Richard Ngo expresses similar concerns: “requiring the roles of each module and the ways they interface with each other to be … human-comprehensible will be very uncompetitive”. I don’t see a general rule to that effect—sometimes comprehensibility will enhance competitiveness via making a service easier to debug or to build upon. Also, tools to assist human comprehension will enable humans to use increasingly powerful interfaces. But I’m unwilling to bet that those effects will enable human-controlled services to remain competitive.
Conclusion
Given mildly optimistic assumptions about how responsible the leading AI developers will be, I expect human-level CAIS-style services anywhere from months to a decade before human-level AGI’s become broadly agenty.
I have little idea how hard it will be to use CAIS services to produce longer-term solutions to AI risk.
I’m guessing Eliezer will disagree with a key part of this post. I expect some of his reasons are related to a belief in a core of general intelligence that has not yet been discovered.

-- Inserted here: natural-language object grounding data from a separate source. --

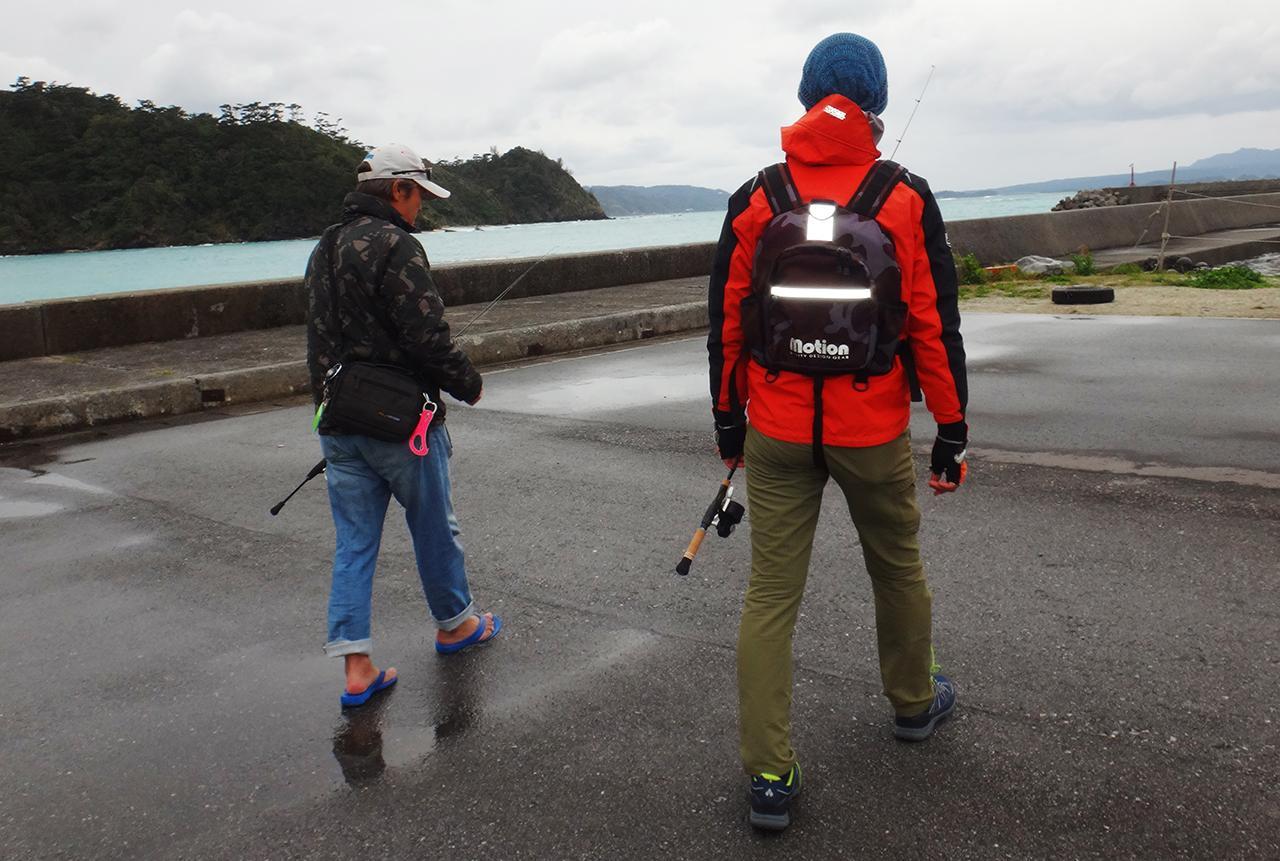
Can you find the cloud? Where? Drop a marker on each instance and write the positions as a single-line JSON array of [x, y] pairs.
[[597, 54]]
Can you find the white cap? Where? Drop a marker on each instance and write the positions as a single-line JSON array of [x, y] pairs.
[[397, 161]]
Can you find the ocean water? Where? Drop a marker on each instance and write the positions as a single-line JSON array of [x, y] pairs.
[[50, 276]]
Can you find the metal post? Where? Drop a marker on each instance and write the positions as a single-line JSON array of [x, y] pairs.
[[1169, 210]]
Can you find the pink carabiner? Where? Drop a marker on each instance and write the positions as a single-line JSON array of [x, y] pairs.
[[417, 442]]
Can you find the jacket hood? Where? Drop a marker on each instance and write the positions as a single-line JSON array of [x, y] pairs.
[[833, 132], [359, 204]]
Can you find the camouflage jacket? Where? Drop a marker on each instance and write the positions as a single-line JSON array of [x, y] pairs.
[[387, 306]]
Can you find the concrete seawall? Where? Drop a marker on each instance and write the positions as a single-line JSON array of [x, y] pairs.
[[1226, 188], [91, 323]]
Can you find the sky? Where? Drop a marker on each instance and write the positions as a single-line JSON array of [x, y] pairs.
[[666, 92]]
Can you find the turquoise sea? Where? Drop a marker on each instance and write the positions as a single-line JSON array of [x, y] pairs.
[[48, 276]]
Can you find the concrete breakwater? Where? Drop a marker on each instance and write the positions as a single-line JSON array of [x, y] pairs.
[[73, 325]]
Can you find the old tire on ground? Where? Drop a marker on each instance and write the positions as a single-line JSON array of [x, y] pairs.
[[1082, 294]]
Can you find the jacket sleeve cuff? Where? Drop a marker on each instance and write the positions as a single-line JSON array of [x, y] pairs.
[[727, 418], [956, 431]]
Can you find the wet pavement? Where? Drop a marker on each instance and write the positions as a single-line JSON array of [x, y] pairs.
[[1104, 589]]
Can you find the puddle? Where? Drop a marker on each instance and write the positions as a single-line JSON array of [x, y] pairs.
[[14, 509], [607, 393], [54, 480]]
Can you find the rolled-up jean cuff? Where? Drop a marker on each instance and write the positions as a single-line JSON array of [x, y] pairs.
[[339, 647], [456, 622]]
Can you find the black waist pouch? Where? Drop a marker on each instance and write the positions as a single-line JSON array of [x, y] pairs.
[[380, 401]]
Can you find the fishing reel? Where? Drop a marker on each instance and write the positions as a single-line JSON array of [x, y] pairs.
[[730, 514], [725, 513]]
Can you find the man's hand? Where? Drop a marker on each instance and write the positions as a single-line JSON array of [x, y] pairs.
[[730, 439], [947, 465]]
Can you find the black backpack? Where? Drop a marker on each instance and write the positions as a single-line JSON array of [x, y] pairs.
[[826, 288]]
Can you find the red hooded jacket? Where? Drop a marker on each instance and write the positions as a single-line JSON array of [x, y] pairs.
[[828, 154]]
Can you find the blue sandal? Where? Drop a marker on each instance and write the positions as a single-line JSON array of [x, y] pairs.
[[476, 637], [379, 683]]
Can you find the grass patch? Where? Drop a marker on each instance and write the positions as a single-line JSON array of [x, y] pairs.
[[1225, 278], [1006, 288], [1083, 262]]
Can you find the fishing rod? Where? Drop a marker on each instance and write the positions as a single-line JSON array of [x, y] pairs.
[[723, 513], [499, 297], [316, 470], [913, 111]]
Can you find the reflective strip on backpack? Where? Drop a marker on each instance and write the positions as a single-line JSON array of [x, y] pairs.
[[785, 292]]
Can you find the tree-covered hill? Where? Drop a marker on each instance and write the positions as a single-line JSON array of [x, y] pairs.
[[81, 170]]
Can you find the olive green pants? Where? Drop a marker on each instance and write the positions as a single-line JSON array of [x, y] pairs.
[[785, 497]]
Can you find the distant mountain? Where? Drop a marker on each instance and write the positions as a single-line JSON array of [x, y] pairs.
[[81, 170], [656, 200], [1242, 164]]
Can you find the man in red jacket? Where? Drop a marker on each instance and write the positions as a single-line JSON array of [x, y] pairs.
[[794, 429]]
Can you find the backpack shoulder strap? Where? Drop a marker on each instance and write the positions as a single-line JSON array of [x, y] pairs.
[[780, 189], [876, 188]]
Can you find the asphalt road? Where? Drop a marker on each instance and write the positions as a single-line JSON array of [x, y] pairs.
[[1105, 592]]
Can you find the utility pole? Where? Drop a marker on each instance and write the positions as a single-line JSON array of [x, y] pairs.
[[1169, 210]]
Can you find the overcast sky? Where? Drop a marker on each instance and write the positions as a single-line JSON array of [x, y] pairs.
[[694, 92]]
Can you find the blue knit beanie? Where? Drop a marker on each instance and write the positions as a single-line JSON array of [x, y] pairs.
[[845, 64]]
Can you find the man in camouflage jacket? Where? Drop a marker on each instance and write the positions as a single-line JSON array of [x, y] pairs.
[[373, 301]]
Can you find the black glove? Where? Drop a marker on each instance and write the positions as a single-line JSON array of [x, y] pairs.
[[949, 452], [730, 439]]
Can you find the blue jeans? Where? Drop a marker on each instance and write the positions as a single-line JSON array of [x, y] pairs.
[[362, 475]]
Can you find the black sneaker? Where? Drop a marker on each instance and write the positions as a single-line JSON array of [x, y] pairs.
[[771, 798], [922, 726]]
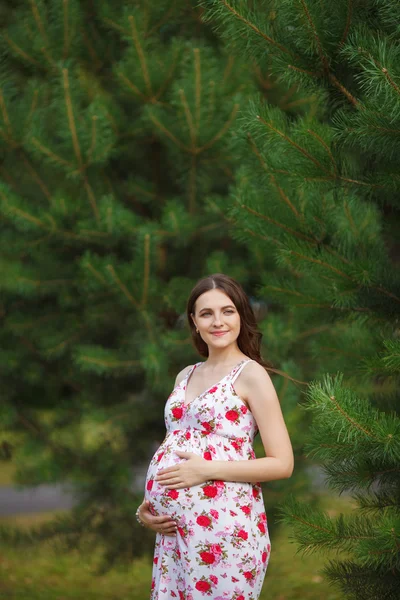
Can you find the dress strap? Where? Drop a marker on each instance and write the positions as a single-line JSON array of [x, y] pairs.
[[236, 372]]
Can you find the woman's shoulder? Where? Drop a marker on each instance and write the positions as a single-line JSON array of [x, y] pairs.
[[182, 374]]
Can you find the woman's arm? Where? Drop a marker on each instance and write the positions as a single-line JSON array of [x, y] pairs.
[[263, 401]]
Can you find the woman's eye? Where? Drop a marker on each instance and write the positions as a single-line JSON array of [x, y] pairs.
[[229, 312]]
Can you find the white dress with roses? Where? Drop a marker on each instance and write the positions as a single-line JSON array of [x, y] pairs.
[[222, 547]]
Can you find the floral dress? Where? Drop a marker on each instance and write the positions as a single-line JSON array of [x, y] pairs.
[[221, 549]]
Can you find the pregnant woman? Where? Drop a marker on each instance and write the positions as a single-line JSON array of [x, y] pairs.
[[203, 492]]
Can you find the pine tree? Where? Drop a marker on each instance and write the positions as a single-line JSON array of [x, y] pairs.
[[116, 122], [318, 191]]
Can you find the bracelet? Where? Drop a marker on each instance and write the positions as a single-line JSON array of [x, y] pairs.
[[138, 518]]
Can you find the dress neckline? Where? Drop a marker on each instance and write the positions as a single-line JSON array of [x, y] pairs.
[[211, 386]]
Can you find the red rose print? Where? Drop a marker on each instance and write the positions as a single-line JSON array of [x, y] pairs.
[[177, 412], [207, 557], [173, 494], [210, 491], [203, 521], [261, 527], [202, 586], [206, 425], [232, 415]]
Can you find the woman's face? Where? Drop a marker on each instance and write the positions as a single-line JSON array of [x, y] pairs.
[[215, 312]]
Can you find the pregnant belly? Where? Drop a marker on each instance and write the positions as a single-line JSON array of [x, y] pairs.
[[164, 501], [175, 502]]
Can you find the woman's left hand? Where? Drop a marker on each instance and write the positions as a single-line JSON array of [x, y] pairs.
[[193, 471]]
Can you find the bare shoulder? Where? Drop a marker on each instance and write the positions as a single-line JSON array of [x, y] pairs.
[[254, 378], [254, 371], [182, 374]]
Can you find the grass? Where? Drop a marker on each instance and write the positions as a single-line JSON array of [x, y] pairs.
[[39, 574]]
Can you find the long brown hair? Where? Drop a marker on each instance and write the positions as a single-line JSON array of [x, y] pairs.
[[249, 339]]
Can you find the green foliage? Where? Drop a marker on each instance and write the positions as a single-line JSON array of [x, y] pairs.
[[317, 191]]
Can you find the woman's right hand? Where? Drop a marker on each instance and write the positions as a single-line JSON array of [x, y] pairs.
[[163, 524]]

But it looks to me like anything that I’d classify as such a core is already known.
This post seems mostly consistent with Drexler’s claims, but with more emphasis on the dangers.
AI risk is the risk of failure of civilization’s inner alignment, whether the unaligned mesa-optimizers are agenty or not. Solving inner alignment in an AGI is more urgent than solving AI risk (civilizational inner alignment), because an aligned AGI without its own inner alignment problems can help with solving AI risk. But similarly, if an aligned AGI can function despite having its own inner alignment risks (but not yet an active inner alignment failure), it might help with solving its own inner alignment risk, and this seems more urgent than for such AGI to solve AI risk (civilizational inner alignment).
In the CAIS setting, there is no clear distinction between mesa-optimizers within civilization and mesa-optimizers within an AGI built this way, so the two inner alignment problems are even closer, solving both might be a result of the same activity.
I don’t think general intelligence will look anything like CAIS under the current path. For example, Demis Hassibis was recently on Lex Friedman’s podcast. Demis said that the experience of ML experts is that end-to-end training always ends up working better, since the machine is better at figuring out the constraints of any problem than humans. I think the dangerous type of general intelligence looks like a single large sparse model trained with reinforcement learning in many domains, not a bunch of different models stitched together by human engineers in an ad-hoc way. The latter doesn’t even sound plausibly buildable. (Maybe I’m misunderstanding CAIS though?)
Drexler wrote his QNR paper in part to address this issue. I’m trying to write a blog post about QNR.